VISTO, por esta Sección 002 de la Audiencia Provincial la causa instruida con el número 0000187 /2009, el recurso de apelación interpuesto por el Procurador D.

JAVIER ALMON CEDEIRA, en representación de D. Constancio , contra la Sentencia dictada por el JDO. DE LO PENAL nº 002 DE

PONTEVEDRA. Fueron parte el mencionado recurrente y como recurridos Dª Delia , Mónica ,

representadas por la Procuradora D.ª CARMEN TORRES ALVAREZ Y Ministerio Fiscal, en la representación que le es propia, y actuó como ponente la Ilma.

Magistrada Dª ROSARIO CIMADEVILA CEA.

Antecedentes

PRIMERO.- En el acto del juicio oral, de referencia se dictó Sentencia con fecha siete de abril de dos mil nueve , cuya parte dispositiva es del tenor literal siguiente:

Que debo absolver y absuelvo a Delia y Mónica del delito de apropiación indebida previsto y penado en el artículo 252 del Código Penal en relación con el artículo 249 del Código Penal por el que comparecieron como acusadas, declarando de oficio las costas procesales causadas.

Y, como hechos probados, se recogen expresamente los de la sentencia objeto de apelación:

UNICO.-Resulta probado y así se declara que fallecidos Laureano y su esposa Aurora , por sus herederos, Constancio y Alejo , hijos del matrimonio, y Mónica , Arsenio y Eutimio , hijos de Martin ( también hijo de aquellos y ya fallecido) y su esposa Delia , se promovió juicio de testamentaria, que fue seguido ante el Juzgado de Instrucción número 5 de Pontevedra; actuando como contador partidor dirimente D. Carlos Francisco . Por Auto de fecha 10 de diciembre de 2003 se aprobaron las operaciones divisorias llevadas a cabo por el contador dirimente, por el que se atribuye a Constancio una participación indivisa del 13% de la propiedad del local comercial sito en la planta NUM000 de la casa número NUM001 de la calle DIRECCION000 , en Pontevedra, a Alejo la misma participación del 13% y a los herederos del fallecido Martin , sus hijos, Mónica , Arsenio y Eutimio -a idéntica participación indivisa de un 13 % en el mencionado local.

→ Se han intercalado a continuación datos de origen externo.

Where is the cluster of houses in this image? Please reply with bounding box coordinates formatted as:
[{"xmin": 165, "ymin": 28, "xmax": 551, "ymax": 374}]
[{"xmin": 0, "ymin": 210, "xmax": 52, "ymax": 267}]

Dicho local comercial se mantiene indiviso si bien dividido en cinco locales comerciales identificados con los números 5,6,7,8 y 9 que son objeto de arrendamiento desde aproximadamente el añ 1964.

Tras percibir inicialmente las rentas derivadas de los mencionados arrendamiento el fallecido Martin , continuó con el cobro de las rentas su viuda, Aurora , y posteriormente Delia , salvo un breve periodo de tiempo en que cobró las rentas Alejo . Las cantidades percibidas por Delia en concepto de rentas de los locales comerciales eran entregadas por ésta a su hija Mónica , que las ingresaba en una cuenta abierta en el Banco Pastor, en Pontevedra; cuenta en la que constaba como titular la comunidad de herederos de Martin y a la que por tanto no tenían acceso ni Constancio ni Alejo .

Igualmente cuando la arrendataria Marta procedió a efectuar el traspaso del local arrendado a Agueda , Marta por indicación de Delia ingreso en fecha 5 de diciembre de 2006 la suma de 10.800 euros correspondientes al traspaso en la cuenta del Banco Pastor de la que era titular la comunidad hereditaria de Martin .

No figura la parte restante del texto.